Sleep deprivation also may cause users to become complacent and inappropriately rely on automation. Thus it is important to assess the effects of SD on user trust in automation and what effect proposed countermeasures have on automation trust. Appropriate level of trust by an operator relies on assessing the relative competence of automation versus self in carrying out the specific task including indirect factors such as operator workload and demands of other tasks. Multiple factors therefore influence what appropriate trust would be for a specific context.

Recent research on trust of robotic autonomy identifies a range of contributors to trust, including robot reliability and performance, robot competency, perceived risk and user self-assessment of competency. This project will extend and contribute to this research by investigating the relationship between trust of robot autonomy and patterns of reliance on autonomy under stressed conditions due to insufficient sleep.

This project will quantify the effect of sleep deprivation on multiple tasks involving human-automation-robotic (HAR) systems. Measures and interventions will be developed for sleep deprived users when supervising robots. Appropriate adaptive technology countermeasures will be designed and prototyped. Experiments will be conducted with users performing supervisory control of simulated robots in space exploration-similar scenarios to quantify sleep-deprivation-related impairment, trust in automation, and effectiveness of adaptive countermeasure technology.
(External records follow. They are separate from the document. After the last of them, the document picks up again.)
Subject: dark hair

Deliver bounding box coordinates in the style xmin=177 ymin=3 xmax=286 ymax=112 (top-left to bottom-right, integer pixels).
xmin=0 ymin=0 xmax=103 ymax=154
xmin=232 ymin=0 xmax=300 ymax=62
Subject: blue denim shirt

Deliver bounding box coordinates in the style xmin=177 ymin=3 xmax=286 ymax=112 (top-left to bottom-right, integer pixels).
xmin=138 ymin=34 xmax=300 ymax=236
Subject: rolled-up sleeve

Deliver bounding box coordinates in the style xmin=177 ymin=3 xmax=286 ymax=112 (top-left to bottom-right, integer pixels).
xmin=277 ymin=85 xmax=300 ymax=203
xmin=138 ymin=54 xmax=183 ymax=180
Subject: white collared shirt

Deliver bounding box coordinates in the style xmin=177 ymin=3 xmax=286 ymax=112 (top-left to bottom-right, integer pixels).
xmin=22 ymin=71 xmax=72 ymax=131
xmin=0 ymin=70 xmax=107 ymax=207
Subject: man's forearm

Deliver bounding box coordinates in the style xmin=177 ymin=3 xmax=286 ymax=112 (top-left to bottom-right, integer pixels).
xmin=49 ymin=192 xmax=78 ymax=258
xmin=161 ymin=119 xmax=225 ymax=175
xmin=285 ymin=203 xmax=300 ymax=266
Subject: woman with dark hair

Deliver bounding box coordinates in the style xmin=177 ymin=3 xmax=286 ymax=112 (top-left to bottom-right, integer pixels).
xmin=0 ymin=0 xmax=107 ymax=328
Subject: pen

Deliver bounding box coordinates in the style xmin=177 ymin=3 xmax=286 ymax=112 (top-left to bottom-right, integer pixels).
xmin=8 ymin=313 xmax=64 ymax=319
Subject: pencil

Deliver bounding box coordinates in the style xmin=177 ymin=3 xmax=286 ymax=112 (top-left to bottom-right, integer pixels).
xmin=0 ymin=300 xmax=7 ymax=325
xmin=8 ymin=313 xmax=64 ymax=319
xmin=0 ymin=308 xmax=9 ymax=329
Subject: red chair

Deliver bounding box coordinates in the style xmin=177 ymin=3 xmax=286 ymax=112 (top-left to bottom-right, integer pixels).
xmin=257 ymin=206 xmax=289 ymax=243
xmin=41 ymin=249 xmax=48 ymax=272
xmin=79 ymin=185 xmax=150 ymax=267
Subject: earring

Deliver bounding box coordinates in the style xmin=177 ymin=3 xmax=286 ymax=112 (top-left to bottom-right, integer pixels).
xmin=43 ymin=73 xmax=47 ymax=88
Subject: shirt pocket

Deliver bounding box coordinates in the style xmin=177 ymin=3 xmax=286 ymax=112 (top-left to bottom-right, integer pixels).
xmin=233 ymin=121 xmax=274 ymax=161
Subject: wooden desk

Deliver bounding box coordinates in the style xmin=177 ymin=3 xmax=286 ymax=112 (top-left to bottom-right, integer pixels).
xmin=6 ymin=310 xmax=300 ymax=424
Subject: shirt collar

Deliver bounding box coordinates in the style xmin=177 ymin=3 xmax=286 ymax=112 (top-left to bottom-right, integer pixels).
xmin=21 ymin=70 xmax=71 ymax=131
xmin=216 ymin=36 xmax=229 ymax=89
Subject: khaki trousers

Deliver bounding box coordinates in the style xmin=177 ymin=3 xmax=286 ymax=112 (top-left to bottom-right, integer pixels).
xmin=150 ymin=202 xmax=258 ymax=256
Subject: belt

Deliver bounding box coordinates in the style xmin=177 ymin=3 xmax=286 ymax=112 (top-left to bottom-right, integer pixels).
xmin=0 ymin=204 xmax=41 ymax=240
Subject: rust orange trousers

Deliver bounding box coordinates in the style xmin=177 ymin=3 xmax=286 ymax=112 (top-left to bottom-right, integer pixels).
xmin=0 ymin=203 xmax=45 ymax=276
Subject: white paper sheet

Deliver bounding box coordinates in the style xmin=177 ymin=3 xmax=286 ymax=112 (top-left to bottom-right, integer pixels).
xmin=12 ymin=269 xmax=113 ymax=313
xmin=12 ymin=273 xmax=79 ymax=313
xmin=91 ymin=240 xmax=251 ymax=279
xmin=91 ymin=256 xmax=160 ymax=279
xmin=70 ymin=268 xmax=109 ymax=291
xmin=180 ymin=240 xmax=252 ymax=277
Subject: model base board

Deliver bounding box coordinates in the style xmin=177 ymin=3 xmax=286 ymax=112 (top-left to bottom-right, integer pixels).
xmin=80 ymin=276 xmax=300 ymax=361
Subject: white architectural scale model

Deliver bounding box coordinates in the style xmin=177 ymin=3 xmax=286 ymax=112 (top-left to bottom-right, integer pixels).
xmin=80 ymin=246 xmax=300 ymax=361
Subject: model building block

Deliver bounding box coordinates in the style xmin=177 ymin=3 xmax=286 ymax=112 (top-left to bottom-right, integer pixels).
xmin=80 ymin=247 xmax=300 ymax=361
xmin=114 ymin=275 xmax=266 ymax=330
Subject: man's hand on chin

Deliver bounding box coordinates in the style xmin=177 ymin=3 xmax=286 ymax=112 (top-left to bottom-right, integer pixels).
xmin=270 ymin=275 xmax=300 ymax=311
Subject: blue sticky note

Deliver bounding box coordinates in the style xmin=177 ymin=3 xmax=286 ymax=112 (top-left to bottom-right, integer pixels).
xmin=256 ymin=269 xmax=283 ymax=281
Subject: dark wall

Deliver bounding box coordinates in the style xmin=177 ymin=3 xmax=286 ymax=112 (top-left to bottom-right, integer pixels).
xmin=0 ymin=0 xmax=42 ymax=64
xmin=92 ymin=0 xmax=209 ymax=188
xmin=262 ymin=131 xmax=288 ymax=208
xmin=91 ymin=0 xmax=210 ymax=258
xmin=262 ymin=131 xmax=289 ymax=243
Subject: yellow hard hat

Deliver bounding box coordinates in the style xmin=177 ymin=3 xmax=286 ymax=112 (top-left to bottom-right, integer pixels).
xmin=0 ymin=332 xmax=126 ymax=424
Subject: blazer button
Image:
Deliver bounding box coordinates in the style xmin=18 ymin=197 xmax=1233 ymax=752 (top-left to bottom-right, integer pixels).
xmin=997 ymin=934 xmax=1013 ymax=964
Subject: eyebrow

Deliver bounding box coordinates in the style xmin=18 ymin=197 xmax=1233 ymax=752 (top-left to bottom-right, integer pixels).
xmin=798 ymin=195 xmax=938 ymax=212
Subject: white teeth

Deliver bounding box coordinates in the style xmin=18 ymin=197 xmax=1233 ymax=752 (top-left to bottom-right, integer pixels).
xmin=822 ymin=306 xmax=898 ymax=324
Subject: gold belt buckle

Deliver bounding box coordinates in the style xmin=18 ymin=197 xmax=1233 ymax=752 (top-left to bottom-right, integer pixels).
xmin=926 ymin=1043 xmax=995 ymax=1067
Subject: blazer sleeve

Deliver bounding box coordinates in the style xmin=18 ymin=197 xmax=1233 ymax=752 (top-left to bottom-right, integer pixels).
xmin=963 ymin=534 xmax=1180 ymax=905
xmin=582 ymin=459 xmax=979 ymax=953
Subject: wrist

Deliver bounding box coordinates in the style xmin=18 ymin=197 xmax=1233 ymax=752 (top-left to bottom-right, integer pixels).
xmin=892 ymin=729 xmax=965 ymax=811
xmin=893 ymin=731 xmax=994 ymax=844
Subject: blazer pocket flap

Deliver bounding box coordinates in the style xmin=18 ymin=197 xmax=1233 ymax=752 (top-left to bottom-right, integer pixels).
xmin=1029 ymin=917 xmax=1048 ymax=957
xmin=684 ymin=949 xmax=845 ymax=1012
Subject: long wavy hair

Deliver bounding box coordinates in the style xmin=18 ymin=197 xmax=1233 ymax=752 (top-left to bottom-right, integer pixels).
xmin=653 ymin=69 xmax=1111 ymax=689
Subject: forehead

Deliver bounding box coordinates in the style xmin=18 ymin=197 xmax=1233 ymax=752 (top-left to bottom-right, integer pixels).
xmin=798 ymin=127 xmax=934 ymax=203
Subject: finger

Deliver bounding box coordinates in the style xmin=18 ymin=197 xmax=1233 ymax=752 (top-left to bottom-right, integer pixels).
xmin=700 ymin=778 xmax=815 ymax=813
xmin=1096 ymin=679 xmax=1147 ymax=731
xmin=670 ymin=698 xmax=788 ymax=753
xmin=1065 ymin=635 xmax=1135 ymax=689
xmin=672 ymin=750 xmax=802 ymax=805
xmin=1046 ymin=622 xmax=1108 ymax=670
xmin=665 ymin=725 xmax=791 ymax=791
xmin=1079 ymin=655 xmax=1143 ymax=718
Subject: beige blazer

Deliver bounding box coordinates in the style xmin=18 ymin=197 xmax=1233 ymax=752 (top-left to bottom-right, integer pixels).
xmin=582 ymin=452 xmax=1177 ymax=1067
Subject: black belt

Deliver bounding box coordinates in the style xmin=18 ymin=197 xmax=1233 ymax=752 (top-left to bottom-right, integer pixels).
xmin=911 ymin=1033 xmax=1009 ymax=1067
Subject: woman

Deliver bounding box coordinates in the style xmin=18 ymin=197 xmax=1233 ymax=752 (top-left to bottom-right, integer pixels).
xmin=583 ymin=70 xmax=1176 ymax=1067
The result of this project will be guidance and technology prototypes representing effective human-automation-robotic systems in operational environments where humans and robots perform distributed, concurrent teamwork under situational stressors like sleep deprivation. These guidelines will be relevant to future human space flight missions that take astronauts deeper into space and require increased crew independence from Earth (crew autonomy). They enable greater reliance on robotic and spacecraft automation by improving understanding of the effects of stress from sleep deprivation on human performance during supervisory control of robots and countermeasures for these effects.


Earth Applications

We live in a world of increasing automation. Smart buildings adjust our environment, robotic appliances perform routine tasks such as housekeeping, and self-driving cars will drive us around. Inevitably sleepy users will interact with these systems. When they are tired, humans interact differently with automation/robotic systems according to anecdotal reports and a scarce literature. For example, tired individuals (i) may misperceive information or see what is expected (e.g., perceive expected 350 PPM CO2 instead of elevated 3500 PPM), (ii) may ignore information (e.g., warning light for a secondary task while focused on a primary task), or (iii) may perseverate or rapidly respond without fully understanding implications (e.g., click "yes" in response to “Are you sure?”). The consequences of these mistakes can range from the inconvenient to the severe. Quantification of these effects and countermeasures for impaired human-automation/robot interactions will have significant safety and productivity effects for future human exploration missions and earth-based tasks This understanding also can inform the design of robots and automation for human space exploration and earth-based applications by identifying the types of adaptations needed to implement countermeasures.

This project will document the ways that human interaction with automation/robotic systems degrades under conditions of stress from SD. The tasks performed by the sleep-deprived users in our experiments are more sophisticated and the robotic work domain more complex than is typical in studies of human performance under SD. Consequently, a unique contribution of our research is how sleep-deprived people perform in work circumstances that are both complex and controlled.  These results should be valuable and immediately applicable to many Earth-based domains.